This project combines Grad-CAM++ (Gradient-weighted Class Activation Mapping) with YOLO (You Only Look Once) to enhance object detection performance on the VisDrone dataset. The workflow uses Grad-CAM heatmaps to identify regions of interest (ROIs) in drone imagery, then applies YOLO to detect and classify objects within those regions. The approach is designed to improve focus on highly activated areas, potentially leading to more reliable detections in cluttered, aerial environments.
Attached images in the results folder demonstrate how the pipeline processes input images: generating heatmaps, cropping ROIs, and overlaying YOLO detections.
The VisDrone dataset is a large-scale benchmark for object detection and tracking in drone-captured imagery.

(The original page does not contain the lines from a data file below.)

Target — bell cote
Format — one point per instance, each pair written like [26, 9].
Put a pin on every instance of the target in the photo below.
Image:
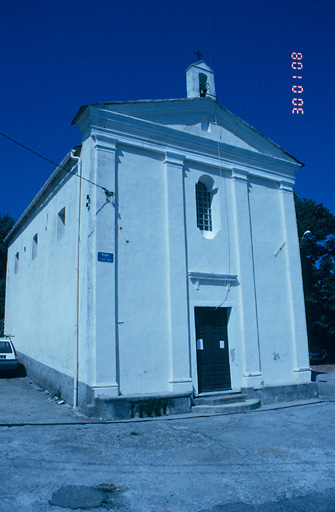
[200, 81]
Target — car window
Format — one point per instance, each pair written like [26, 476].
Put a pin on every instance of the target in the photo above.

It contains complex urban and suburban scenes, often with:
- Small-scale pedestrians, vehicles, and bikes
- Heavy occlusion
- Crowded backgrounds
- Diverse illumination and weather conditions
The dataset provides 11 annotated object categories:
- Pedestrian, people, bicycle, car, van, truck, tricycle, awning-tricycle, bus, motor, and others.
This project uses a trained YOLO model (best.pt) fine-tuned on VisDrone data. The validation subset was processed for experiments.
-
Model Setup
- Loaded a pre-trained ResNet-50 for Grad-CAM++ heatmap generation.

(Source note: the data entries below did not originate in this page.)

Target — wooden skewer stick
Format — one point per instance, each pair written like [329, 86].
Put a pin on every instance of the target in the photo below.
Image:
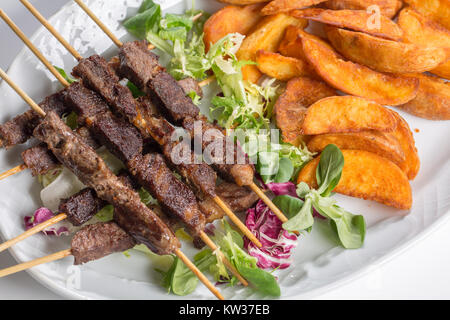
[67, 252]
[24, 38]
[44, 22]
[30, 264]
[13, 171]
[224, 207]
[37, 228]
[225, 261]
[32, 231]
[199, 274]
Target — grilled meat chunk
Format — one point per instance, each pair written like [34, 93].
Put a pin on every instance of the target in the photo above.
[175, 198]
[20, 129]
[81, 207]
[96, 241]
[98, 76]
[39, 160]
[141, 67]
[190, 85]
[238, 198]
[131, 214]
[232, 163]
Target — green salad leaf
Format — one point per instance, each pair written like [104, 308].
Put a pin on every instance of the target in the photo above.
[350, 228]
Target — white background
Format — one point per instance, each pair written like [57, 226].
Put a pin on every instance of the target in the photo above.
[422, 272]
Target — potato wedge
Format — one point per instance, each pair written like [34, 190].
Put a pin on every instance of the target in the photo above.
[405, 137]
[385, 55]
[383, 144]
[242, 2]
[291, 45]
[266, 36]
[443, 70]
[356, 79]
[367, 176]
[388, 8]
[277, 6]
[425, 32]
[218, 25]
[422, 31]
[290, 107]
[342, 114]
[432, 100]
[282, 68]
[352, 19]
[437, 10]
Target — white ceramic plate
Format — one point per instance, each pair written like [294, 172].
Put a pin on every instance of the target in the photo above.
[319, 262]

- Loaded a YOLO model (best.pt) trained on VisDrone.
-
Grad-CAM Heatmaps
- Grad-CAM++ applied to ResNet-50 last convolutional layer.

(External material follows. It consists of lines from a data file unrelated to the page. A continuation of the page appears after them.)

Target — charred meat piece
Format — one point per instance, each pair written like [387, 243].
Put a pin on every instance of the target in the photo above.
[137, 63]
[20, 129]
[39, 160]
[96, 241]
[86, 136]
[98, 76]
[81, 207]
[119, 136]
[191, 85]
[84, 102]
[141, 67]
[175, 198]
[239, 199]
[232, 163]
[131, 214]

- Heatmaps highlight semantically important regions for classes such as car, cat, and ship (multi-class targets encourage strong activations).
-
ROI Cropping
- Computed weighted activation centers from Grad-CAM maps.
- Cropped fixed-size (416×416) regions around high-activation zones.
- Preserves consistent input size for YOLO inference.
-
YOLO Detection
- Ran YOLO inference on cropped ROIs.
- Detections plotted with bounding boxes, class labels, and confidence scores.
-
Metrics & Evaluation
- Calculated AP (Average Precision), mAP, precision, recall, and F1-score.
- Generated per-image and aggregated summary metrics.
- Results saved to CSV and visualizations exported (heatmaps, cropped ROIs, and detection overlays).
Summary Statistics (from 10 validation images):
- Mean AP: 0.4898
- Std AP: 0.1939
- Mean detections per image: 7.7
- Total detections: 77
- Mean confidence: 0.5442
- Detection rate: 90% of images contained detections
Per-Image Highlights:
- Best performing image achieved AP of 0.71 with 15 detections.
- Lowest performing image had no detections (AP = 0).
- Most images clustered in the medium-to-high AP range (0.4–0.7).
The attached sample outputs illustrate:
- Grad-CAM heatmaps guiding the crop region.
- Cropped ROIs fed into YOLO.
- YOLO detections overlayed on top of cropped regions.
- Detection metrics summarized for each image.
This workflow demonstrates how attention-based localization (via Grad-CAM) can guide object detection pipelines on aerial datasets, where irrelevant background often dominates.
Object detection in drone imagery is difficult because:
- Objects are small, often <1% of the image area.
- Background clutter (roads, rooftops, vegetation) overwhelms detection models.
By combining attention-driven cropping (Grad-CAM) with robust detection (YOLO), the pipeline aims to:
- Improve focus on meaningful image regions.
- Reduce computation on irrelevant background.
- Provide interpretable heatmaps for detection decisions.
This project is released under the MIT License.
It is fully open-source and contributions are encouraged.